Cachez vos lapins domestiques, une épidémie arrive. C’est le message que les autorités ont envoyé l’année passée dans plusieurs régions d’Australie. Cette épidémie, elles l’ont lancée elles-mêmes, à dessein. Car l’animal est considéré comme invasif et l’histoire de la lutte contre l’espèce est quasiment aussi vieille que la présence des Européens sur le continent. En 1859, un colon importe 13 spécimens dans le Victoria pour pouvoir les chasser, sept ans plus tard 50 000 lapins sont attrapés. On estime aujourd’hui qu’ils sont 200 millions, après un pic estimé à 10 milliards dans les années 1920.

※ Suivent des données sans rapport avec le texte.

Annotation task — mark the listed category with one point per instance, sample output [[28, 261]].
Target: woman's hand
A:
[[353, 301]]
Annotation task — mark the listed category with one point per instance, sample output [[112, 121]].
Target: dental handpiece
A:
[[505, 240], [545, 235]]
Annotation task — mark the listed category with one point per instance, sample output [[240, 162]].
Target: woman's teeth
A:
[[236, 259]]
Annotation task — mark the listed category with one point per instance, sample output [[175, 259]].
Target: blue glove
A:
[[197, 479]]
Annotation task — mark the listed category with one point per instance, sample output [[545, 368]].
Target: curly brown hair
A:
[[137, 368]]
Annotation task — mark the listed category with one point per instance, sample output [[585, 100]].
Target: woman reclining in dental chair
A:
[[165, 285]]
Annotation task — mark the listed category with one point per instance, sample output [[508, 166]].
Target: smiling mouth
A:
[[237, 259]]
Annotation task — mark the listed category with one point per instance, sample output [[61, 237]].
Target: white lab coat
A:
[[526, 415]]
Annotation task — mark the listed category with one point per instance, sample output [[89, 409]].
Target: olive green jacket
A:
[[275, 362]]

Ils se faufilent partout, grignotent les cultures, les pâtures, creusent des terriers favorisant l’érosion des sols et créant un risque de pattes cassées pour le bétail. Craig Magnussen, président de l’association Rabbit free Australia, estime le coût pour le secteur à 200 millions de dollars par an (113 millions d’euros). Ce montant en fait l’espèce la plus dommageable avec les daims, les chats, les émeus et les dingos.
Développer de nouvelles maladies
Première technique pour défendre l’agriculture : la clôture. Dès le début du XXe siècle, une barrière de plus de 3 000 kilomètres est érigée pour protéger l’ouest du pays. Les vastes propriétés érigent aussi les leurs. « Les clôtures, ça fonctionne, explique Craig Magnussen, mais c’est un moyen d’endiguement très coûteux et qui n’élimine pas les lapins. » D’autant plus coûteux que dans plusieurs régions, les inondations obligent à les remplacer régulièrement.
L’État a alors imaginé exterminer ces envahisseurs par des moyens biologiques. Il se montre particulièrement moteur dans la recherche d’un virus et la propagation de la myxomatose dans les années 1950. Problème : les lapins s’adaptent aux maladies. Il leur faut dix à quinze ans pour bâtir une résistance efficace.
Le calicivirus utilisé depuis 2017 et dont la diffusion dans certaines régions est accompagnée de ces appels à la vaccination des animaux domestiques, voit son efficacité diminuer. D’où les nombreux appels à développer de nouvelles maladies. Mais le programme de recherche ne reçoit plus de fonds gouvernementaux depuis trois ans.
Les empêcher de se reproduire
Les associations ont fait les comptes. Cette guerre biologique aurait permis à l’agriculture d’éviter plus de 80 milliards de dollars de pertes depuis les années 1950. De quoi justifier les fonds pour la recherche. Il reste les techniques les plus simples : le fusil, les pièges et la pelle.
« La première méthode que nous recommandons, c’est d’empêcher les lapins de se reproduire, explique Craig Magnussen. Le secret, c’est de détruire les terriers en les excavant avec des engins. » Une tâche laborieuse mais vitale pour les exploitations, car la guerre de l’Australie contre les lapins ne connaîtra jamais de victoire définitive.